A Warwick entrepreneur has extra reason to celebrate the third anniversary of his business after securing a major new contract with former Olympians Beth Tweddle and Rebecca Adlington OBE.

Printing company Bunji, based at Heathcote Industrial Estate, is enjoying huge success despite launching one month before lockdown – and with plans for further growth in the pipeline.

The latest commission sees the company working with Sporting House, an Olympian-founded organisation that delivers sports academies and coaching across the UK, including Beth Tweddle Gymnastics and Becky Adlington’s Swim Stars.

Bunji, which also lists among its sporting partners, England Netball and Volleyball and British Fencing, will provide thousands of membership packs and branded items, from badges, awards and certificates through to clothing, goggles and drinks bottles, used at swim and gymnastics academies across the UK.

But it’s a bitter-sweet milestone for Australian-born owner Steve Boyle who is reminded of how his own dreams of sporting greatness were cruelly thwarted as a teenager.

Steve was well on track to becoming a professional motocross rider in his hometown of Brisbane, when, aged just 18, he was involved in a serious car accident with a drunk driver which left him with career-ending injuries.

Bunji Printing, entrepreneur, Steve Boyle
Steve Boyle today and aged 18, at the start of his all-too-short motocross racing career
Bunji Printing, entrepreneur, Steve Boyle
Steve still recovering some weeks after his accident

Forced to find a new direction, he returned to the enterprising instincts he showed as a youngster and learned the printing trade while building a new life for himself and his new English wife in the UK.
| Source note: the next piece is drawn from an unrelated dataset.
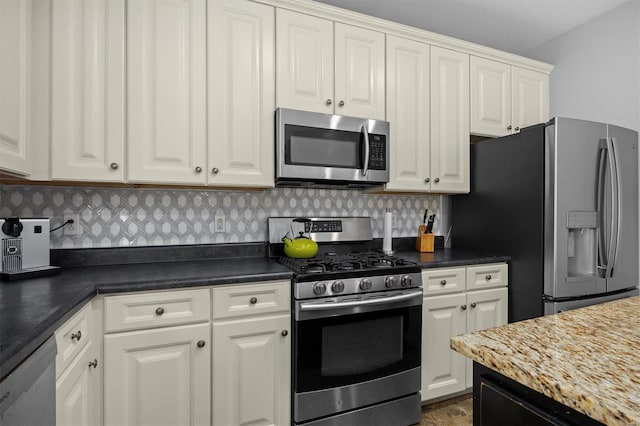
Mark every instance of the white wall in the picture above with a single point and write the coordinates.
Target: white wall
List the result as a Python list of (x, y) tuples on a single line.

The 57-year-old dad-of-two, said: “I dreamed of being a professional motocross rider and at the age of just seven owned by first dirt bike which I funded by selling stuff at flea markets. My poor mum. If it wasn’t bolted down at home I sold it. I stripped the house bare!”

A few years in to joining his local club, Steve was starting to get noticed by sponsors and, aged 16, fulfilled his dream of turning professional – racing against the likes of Jeff Leisk who went on to become a World Motocross champion.
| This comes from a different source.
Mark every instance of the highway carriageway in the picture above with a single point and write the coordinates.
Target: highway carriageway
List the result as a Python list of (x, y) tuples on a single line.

But it was a dream that was to turn into his worst nightmare after just three months, when Steve was involved in a high-speed head-on collision, the physical and emotional scars of which he still bears today.

He recalls: “I was beyond devastated. When your entire focus for your whole life is one thing and it’s ripped away from you, it’s incredibly hard to come back from that. I will never ever forget the words the surgeon said to me after the operation on my knee: ’I’ve done the best job I possibly can to repair the damage, but when it goes, it goes.’”

“I was off work for months but eventually decided to finish the printing apprenticeship I’d started and see how it goes, but I was determined not to completely give up on my dream and started looking into other areas of racing, such as endurance. But that was too painful and I couldn’t continue so I then tried road racing and I was nowhere near a good enough level to compete.

“I knew if I couldn’t be competitive on the track I wanted to be competitive with something else and I’ve always been entrepreneurial.”

After a series of senior sales and marketing roles and going his own way following a 10-year business partnership, Steve quickly established his first solo enterprise in February 2020. In a nod to his roots, he named the business Bunji, which means ‘Good Friend’ in aboriginal.

Steve is now looking to further build on the success of his business, which also boasts a handful of international clients, and grow his team and premises as part of a plan which will next year see him turnover more than a million pounds.

He said: “We do not want to rest on our laurels. We are investing in new software which we are looking to use to attract more clients in the sports and business arena this year, hopefully doubling our staff in the process.”

Steve Boyle, Bunji Printing, entrepreneur
Steve Boyle signs off an order for Leah Weston

With thousands of products available on his website, Steve suspects there’s probably nothing Bunji can’t brand. . .

“Probably the most unusual requests we’ve had are eggs – for a Sporting House Easter Egg Hunt and a pair of curtains for a product launch in London,” he recalls.